The methoxyl content in pectin has important role in determining the functional properties of pectin and the structure and texture of the pectin gel. Methoxyl content is the number of moles of methyl alcohol in 100 mol galacturonic acids. Methoxyl content is an important factor in controlling the setting time of pectin and the ability of the pectin to form gels [3]. Methoxyl content of the extracted pectin in the present study ranged between 6.7 and 7.1%, which almost meet the standard of 2.5–7.2% [9]. It was observed that the methoxyl content of the extracted pectin in the present study was higher than the methoxyl content reported as 4.11% for lime, 3.9% for orange and 4.2% for grapefruit by Mohamed [15]. Figure 3f–h) shows the behavior of solid-solvent ratio, ultrasound power intensity and sonication time on the methoxyl content value. Figure 3f represents that the higher methoxyl content was found at the higher levels of ultrasound power intensity (80 W/cm2) and solid-solvent ratio of 1:24 g/ml.

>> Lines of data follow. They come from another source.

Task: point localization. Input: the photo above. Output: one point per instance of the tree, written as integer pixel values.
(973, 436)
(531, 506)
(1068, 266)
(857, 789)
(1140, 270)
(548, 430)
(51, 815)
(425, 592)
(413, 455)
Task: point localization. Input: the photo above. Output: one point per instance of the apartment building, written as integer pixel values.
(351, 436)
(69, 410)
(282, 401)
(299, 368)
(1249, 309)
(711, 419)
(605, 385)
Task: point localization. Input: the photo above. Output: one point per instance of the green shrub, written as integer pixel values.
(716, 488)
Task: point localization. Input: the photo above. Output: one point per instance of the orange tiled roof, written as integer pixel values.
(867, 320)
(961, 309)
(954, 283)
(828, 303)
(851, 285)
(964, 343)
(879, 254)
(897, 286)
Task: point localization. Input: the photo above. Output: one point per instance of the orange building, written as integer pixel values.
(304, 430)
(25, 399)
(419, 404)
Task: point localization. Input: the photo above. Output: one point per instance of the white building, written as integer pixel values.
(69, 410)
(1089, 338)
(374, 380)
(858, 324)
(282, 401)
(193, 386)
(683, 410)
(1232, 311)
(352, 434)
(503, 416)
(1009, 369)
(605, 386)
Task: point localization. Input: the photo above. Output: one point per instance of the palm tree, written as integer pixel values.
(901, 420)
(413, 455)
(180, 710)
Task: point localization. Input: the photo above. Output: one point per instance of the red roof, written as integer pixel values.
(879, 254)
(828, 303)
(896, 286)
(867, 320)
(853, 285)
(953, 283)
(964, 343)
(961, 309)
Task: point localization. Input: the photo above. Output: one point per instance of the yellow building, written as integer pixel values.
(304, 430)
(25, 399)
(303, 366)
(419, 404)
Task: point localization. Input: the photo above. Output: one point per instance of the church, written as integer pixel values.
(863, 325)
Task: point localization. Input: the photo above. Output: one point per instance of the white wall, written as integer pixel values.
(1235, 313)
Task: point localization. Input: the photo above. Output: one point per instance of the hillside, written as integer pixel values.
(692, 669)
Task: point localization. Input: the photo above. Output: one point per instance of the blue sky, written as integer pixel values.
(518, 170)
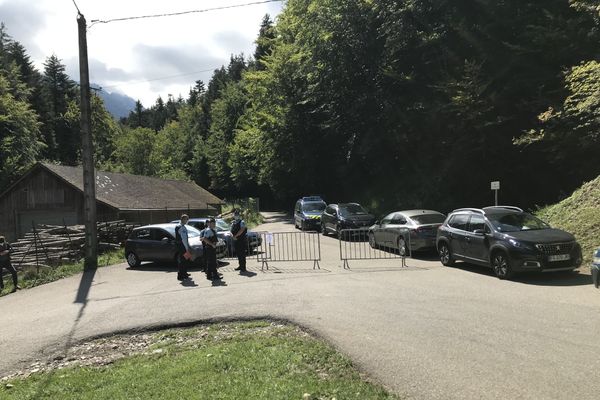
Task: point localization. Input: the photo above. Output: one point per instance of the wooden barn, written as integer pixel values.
(53, 194)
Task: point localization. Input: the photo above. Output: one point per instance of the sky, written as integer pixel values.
(143, 58)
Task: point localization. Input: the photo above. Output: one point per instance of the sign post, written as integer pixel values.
(495, 187)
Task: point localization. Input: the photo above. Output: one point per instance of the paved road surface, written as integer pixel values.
(426, 331)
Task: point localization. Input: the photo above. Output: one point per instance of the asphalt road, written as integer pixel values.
(426, 331)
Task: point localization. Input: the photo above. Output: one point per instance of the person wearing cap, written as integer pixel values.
(5, 251)
(239, 231)
(209, 242)
(183, 247)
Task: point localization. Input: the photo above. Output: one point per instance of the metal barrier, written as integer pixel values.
(289, 247)
(360, 244)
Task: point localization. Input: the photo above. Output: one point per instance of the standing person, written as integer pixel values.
(5, 251)
(239, 231)
(209, 241)
(183, 247)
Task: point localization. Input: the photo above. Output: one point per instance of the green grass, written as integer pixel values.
(226, 361)
(580, 215)
(30, 277)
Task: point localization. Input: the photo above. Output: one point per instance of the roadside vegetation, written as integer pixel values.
(30, 277)
(254, 360)
(580, 215)
(249, 210)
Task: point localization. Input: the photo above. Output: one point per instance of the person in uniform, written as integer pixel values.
(209, 242)
(5, 251)
(183, 247)
(239, 231)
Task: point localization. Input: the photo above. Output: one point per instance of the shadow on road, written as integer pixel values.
(561, 278)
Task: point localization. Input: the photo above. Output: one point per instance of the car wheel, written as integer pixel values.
(132, 260)
(501, 265)
(402, 246)
(372, 242)
(445, 255)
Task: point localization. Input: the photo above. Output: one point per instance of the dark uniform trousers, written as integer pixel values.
(241, 247)
(210, 255)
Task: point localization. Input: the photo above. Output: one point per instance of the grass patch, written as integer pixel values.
(257, 360)
(578, 214)
(29, 277)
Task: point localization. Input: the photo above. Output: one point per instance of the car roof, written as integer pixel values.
(161, 226)
(413, 213)
(348, 204)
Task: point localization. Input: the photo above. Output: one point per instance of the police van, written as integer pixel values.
(307, 213)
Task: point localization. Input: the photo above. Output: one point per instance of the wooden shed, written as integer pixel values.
(53, 194)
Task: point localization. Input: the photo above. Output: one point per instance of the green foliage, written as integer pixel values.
(31, 277)
(19, 133)
(228, 361)
(580, 215)
(133, 149)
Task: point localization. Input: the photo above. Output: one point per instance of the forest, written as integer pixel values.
(395, 104)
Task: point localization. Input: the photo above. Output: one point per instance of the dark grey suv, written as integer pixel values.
(508, 240)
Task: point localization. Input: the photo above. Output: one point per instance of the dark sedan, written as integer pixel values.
(346, 216)
(396, 230)
(224, 232)
(157, 243)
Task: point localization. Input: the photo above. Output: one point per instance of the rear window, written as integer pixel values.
(352, 209)
(459, 221)
(313, 206)
(425, 219)
(516, 222)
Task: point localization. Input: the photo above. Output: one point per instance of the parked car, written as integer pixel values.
(307, 213)
(596, 268)
(338, 217)
(157, 243)
(398, 229)
(224, 232)
(508, 240)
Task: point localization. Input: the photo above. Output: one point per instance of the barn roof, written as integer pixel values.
(135, 192)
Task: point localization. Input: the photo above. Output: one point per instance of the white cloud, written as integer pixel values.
(122, 54)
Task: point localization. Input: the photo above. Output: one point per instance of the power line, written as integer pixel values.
(106, 21)
(75, 4)
(159, 79)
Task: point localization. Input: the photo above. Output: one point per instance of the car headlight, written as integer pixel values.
(515, 243)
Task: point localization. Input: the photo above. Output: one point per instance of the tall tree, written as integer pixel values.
(63, 140)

Also, pectin with higher methoxyl content values could be obtained around the central values of solid-solvent ratio and sonication time (Fig. 3. However, the further increase in both the variables reduced the methoxyl content due likely to chain cleavage into smaller fragments of pectin molecule [1]. Fig. 3h displayed that the methoxyl content increased with the increase in ultrasound power intensity and sonication time. This increase might be due to the higher effect of ultrasound power intensity. Ultrasound power intensity plays an important role in breaking up the vegetal tissue and thus enhanced the extraction yield which in turn increase the quality attributes [25].

Conclusion

As per the current scenario of production of sweet lime peel at small juice extraction units and household, most of the peel is discarded as waste without the knowledge of the extraction of pectin from the waste. It is apparent from the present study that pectin was extracted from the sweet lime peel using ultrasound-assisted extraction technique which is proved to be an efficient extraction technique because of its reduced extraction time, lower use of solvent, less consumption of power and improved yield of extraction. The best optimum conditions were obtained as solid-solvent ratio of 1:24.3 g/ml, ultrasound power intensity of 80 W/cm2 and sonication time of 18.4 min to produce maximum pectin. Under these conditions, the maximum pectin yield, equivalent weight and methoxyl content were 36.4 g/100 g, 740.3 mg and 7.1%, respectively.